O pastor como teólogo público: recuperando uma visão perdida

O pastor como teólogo público: recuperando uma visão perdida, é um livro de Kevin Vanhoozer em cooperação com diversos outros autores. Edita por Edições Vida Nova, traz à tona o debate de um assunto muito importante – o pastor enquanto teólogo público, ou seja, no papel daquele que corresponde a ideias de proclamação da Palavra de Deus enquanto é um sujeito relevante na sociedade e para sua igreja.

Como se propõe o livro, a linguagem é simples porque tem como objetivo ser lido e compreendido por pastores mais eruditos, pastores iniciantes, pastores auxiliares, pelo diáconos da igreja e pela igreja de modo geral. E alcança este objetivo. Mas surpreende quem, principalmente neste momento atribulado que vivemos no nosso país, com impeachment da presidente em discussão, a corrupção sendo desmascarada, quando, dentro do movimento protestante, as discussões e desconfianças em torno da Teologia da Missão Integral e suas possíveis relações com o marxismo e distanciamento da ortodoxia e ortopraxia protestantes, e a crescente presença do conservadorismo, de que o autor entra nestes assuntos porque não entra. Por Teólogo Público entenda-se aquele que faz sua Teologia publicamente, no exercício de funções pastorais. Toda a compreensão gira em torno da sua relação com sua relação particular com a teologia, com sua congregação e como evangelista.

O livro chegou às minhas mãos em momento oportuno. No momento em que faço minhas reflexões sobre a relação do oficio pastoral e da vocação teológica, já sabendo da total necessidade de manter integradas estas características que jamais deveriam ter se dissociado, ao mesmo tempo em que nado em meio a livros sobre teologia politica, como Pobreza das Nações e a biografias entusiasmadas de grandes homens de Deus como o Dr. Martyn Lloyd Jones. A análise do livro ajuda muito na retomada da compreensão do ministério pastoral.

Mesmo que as página do livro sejam um sério convite à intelectualização pastoral, uma vez que os exemplos sempre apontam o grande vulto das atividades intelectuais dos pastores ao longo do tempo, o autor deixa claro que o ministério leigo não pode ausentar-se da obrigação de se posicionar diante de uma teologia sadia e de uma leitura clara da realidade presente, mas com o pé na longa e profícua tradição da igreja.

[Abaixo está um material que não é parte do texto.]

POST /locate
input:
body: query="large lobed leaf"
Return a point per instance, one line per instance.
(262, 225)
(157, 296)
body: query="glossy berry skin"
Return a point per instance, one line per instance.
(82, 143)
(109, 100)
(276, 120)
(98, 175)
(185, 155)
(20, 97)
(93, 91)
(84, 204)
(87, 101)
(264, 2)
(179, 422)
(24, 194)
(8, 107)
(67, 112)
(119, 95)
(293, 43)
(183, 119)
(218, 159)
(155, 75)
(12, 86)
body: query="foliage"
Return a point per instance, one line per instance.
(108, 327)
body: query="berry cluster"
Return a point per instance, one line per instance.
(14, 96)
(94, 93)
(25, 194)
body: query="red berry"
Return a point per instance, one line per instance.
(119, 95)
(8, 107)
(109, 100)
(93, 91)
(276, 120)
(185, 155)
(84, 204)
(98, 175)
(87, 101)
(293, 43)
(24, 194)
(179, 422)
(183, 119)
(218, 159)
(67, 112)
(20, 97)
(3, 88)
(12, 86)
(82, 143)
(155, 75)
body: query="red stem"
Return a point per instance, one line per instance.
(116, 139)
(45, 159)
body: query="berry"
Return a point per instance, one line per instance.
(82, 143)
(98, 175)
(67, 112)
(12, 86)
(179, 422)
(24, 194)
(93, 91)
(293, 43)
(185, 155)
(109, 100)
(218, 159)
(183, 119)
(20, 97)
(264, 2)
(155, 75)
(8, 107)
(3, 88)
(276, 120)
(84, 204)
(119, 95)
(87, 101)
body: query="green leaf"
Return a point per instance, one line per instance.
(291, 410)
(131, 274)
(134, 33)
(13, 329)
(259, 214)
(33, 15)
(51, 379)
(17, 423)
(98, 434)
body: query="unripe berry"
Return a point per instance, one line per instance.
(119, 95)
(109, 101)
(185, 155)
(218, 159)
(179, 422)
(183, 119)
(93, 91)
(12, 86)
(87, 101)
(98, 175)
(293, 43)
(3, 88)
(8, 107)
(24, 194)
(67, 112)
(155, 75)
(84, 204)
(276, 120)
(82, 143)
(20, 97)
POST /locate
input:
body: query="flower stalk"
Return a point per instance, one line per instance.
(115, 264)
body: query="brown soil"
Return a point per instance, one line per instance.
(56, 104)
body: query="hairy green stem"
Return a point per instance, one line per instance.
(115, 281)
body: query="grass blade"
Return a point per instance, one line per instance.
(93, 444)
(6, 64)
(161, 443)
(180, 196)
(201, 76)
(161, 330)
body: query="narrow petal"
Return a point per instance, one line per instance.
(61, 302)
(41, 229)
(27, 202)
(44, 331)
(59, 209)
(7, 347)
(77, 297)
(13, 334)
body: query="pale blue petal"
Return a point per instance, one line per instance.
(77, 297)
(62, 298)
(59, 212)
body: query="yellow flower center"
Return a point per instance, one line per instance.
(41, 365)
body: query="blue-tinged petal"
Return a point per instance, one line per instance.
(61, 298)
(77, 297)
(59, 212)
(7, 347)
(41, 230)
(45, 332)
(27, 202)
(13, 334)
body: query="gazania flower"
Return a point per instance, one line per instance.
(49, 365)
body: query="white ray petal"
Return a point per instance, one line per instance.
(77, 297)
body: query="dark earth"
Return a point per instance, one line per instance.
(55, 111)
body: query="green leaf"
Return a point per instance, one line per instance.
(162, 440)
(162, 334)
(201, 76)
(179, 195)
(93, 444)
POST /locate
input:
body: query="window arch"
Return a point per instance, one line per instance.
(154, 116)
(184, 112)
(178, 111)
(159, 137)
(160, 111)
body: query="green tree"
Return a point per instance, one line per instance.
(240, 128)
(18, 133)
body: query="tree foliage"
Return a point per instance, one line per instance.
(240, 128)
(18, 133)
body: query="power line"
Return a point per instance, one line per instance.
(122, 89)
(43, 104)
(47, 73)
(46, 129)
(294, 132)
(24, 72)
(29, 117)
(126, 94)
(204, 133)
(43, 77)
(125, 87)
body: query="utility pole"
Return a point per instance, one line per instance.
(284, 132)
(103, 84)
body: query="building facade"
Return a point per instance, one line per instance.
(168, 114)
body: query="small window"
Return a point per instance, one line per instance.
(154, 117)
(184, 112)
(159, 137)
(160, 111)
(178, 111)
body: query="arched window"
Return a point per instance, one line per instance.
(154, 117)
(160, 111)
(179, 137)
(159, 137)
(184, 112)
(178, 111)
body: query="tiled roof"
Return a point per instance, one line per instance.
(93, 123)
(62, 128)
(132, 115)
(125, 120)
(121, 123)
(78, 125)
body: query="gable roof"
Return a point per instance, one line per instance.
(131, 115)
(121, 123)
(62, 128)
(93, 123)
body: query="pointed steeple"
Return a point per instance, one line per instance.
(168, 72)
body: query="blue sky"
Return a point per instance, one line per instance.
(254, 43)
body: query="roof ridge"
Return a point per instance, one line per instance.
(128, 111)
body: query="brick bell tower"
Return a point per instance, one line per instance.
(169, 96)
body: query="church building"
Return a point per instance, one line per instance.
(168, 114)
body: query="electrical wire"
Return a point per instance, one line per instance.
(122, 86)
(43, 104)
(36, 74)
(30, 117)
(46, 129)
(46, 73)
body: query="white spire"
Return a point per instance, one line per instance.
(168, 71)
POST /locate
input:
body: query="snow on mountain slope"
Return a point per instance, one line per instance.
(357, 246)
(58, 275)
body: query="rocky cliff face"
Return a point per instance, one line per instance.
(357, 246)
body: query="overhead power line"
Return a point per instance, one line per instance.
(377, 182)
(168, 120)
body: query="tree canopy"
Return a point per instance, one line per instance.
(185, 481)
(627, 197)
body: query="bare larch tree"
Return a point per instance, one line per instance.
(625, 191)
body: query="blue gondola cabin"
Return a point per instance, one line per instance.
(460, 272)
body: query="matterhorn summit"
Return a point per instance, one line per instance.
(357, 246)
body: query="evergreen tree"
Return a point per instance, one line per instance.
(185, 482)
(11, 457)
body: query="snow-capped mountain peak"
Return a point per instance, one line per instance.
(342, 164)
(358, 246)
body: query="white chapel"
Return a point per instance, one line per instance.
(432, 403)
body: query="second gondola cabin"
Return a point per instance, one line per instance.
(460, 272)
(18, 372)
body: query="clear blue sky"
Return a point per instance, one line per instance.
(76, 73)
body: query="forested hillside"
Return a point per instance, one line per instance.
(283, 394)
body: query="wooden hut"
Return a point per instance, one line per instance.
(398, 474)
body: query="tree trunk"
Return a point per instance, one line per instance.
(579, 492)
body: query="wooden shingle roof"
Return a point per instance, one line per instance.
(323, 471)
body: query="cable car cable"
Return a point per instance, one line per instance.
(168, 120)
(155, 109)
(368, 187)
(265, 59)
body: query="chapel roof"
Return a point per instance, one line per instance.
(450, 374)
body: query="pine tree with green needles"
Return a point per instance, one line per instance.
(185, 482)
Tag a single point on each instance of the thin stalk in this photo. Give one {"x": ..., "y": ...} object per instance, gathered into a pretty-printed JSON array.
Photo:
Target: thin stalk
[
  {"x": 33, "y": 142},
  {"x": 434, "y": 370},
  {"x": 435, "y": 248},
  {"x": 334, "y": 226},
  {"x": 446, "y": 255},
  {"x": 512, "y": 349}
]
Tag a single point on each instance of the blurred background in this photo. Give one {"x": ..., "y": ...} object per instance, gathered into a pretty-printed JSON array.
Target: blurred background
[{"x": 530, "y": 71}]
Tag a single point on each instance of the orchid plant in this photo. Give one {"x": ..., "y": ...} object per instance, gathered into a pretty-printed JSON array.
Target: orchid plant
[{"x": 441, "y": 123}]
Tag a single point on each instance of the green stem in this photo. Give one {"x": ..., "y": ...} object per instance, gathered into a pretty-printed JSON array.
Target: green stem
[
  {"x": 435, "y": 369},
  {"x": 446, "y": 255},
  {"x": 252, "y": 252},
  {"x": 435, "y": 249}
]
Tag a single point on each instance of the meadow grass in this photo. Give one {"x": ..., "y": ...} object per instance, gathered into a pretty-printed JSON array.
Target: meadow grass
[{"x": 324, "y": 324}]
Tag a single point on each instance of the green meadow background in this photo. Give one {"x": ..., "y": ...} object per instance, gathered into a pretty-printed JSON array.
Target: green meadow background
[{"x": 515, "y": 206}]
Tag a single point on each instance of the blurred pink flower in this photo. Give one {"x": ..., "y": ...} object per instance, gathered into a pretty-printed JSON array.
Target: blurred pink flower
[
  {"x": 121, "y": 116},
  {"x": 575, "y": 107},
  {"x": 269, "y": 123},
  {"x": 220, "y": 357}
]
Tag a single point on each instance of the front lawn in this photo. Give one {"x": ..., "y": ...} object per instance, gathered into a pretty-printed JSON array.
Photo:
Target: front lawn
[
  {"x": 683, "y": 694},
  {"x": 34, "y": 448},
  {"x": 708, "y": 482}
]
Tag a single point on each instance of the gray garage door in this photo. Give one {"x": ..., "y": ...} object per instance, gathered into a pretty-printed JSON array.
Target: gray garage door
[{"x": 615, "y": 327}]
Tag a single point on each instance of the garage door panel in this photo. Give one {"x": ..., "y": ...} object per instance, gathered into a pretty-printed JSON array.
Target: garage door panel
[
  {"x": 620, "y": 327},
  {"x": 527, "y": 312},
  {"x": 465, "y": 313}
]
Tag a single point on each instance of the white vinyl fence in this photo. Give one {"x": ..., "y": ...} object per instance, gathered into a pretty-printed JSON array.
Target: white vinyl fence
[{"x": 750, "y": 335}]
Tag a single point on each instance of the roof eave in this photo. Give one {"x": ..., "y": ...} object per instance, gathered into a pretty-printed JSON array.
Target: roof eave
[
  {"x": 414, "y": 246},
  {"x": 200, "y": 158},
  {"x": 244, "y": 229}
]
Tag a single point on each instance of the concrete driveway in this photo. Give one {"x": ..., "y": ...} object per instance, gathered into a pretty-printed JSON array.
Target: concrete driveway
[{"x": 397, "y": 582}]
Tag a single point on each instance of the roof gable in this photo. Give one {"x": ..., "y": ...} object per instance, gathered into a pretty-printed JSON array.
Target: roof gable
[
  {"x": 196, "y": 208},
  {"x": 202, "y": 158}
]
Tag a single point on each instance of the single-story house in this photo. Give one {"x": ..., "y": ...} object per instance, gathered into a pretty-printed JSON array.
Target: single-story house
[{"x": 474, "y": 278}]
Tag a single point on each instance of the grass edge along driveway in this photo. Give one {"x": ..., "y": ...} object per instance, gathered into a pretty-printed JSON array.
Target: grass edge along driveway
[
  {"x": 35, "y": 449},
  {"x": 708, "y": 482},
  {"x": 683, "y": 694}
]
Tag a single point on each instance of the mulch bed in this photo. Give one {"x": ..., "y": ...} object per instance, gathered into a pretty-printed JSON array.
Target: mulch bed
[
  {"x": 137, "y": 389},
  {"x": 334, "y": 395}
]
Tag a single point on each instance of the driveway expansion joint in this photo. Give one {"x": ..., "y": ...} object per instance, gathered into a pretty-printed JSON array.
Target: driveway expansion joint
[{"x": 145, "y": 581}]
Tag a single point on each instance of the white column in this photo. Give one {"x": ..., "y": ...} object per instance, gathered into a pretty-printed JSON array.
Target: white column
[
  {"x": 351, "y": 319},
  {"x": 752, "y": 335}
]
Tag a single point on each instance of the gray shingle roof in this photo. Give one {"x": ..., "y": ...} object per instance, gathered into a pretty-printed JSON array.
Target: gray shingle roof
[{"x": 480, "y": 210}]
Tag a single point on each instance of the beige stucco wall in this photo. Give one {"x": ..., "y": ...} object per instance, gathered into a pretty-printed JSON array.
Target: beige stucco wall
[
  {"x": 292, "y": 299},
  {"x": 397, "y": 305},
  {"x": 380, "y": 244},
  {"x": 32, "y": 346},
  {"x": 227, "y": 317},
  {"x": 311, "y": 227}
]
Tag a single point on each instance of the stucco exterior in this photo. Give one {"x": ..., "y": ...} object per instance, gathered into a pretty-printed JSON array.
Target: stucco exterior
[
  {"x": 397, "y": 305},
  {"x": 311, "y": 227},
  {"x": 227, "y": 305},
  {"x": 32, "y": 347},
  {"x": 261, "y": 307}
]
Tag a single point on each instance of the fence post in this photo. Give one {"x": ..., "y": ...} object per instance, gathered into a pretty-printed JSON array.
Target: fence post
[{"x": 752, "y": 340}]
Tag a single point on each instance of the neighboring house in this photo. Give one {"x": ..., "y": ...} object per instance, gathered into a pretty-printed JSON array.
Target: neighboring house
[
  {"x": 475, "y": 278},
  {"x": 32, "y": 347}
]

O título Pastor como Teólogo Público pode soar estranho para muitos, sobretudo neste mar de confusões que vivemos por causa da Missão Integral, o moribunda Teologia da Libertação, o Pragmatismo Neo-pentecostal e o emergente ressurgimento do conservadorismo. Deveria, no entanto, nos soar muito mais estranhos os diversos papéis desenvolvidos, sobretudo de meados do século XIX até aqui pelo pastores: o pastor mestre do século XIX, o pastor pregador avivalista do final do século XIX, o pastor construtor do final do século XIX e o pastor gestor de pessoas do século XX. Sem contar o pastor conselheiro, quando da corrida para adquirir e aprofundar conhecimentos na área da psicologia e estas ciências psi. Mesmo assim, em algum momento soa estranha a citação de Antonio Gramsci[1] como referência para a relação entre líderes e liderados. Neste ponto deveria haver algum cuidado maior do autor e editores.

Há um caminho para se tornar pastor teólogo e neste livro, como bons pastores sul-americanos, nos incomodamos com propostas como ter uma equipe de conselheiros, mas com um pouco de sabedoria, aplicamos o mesmo conceito focando na realidade de que o pastor não pode se isolar teologicamente o que, invariavelmente acontece na sua relação com a igreja. Aliado a isto, e um conselho que de novo não tem nada, manter uma rotina de estudos metodicamente. O foco, sempre, é a Palavra e a melhor maneira de transmiti-la no tempo espaço.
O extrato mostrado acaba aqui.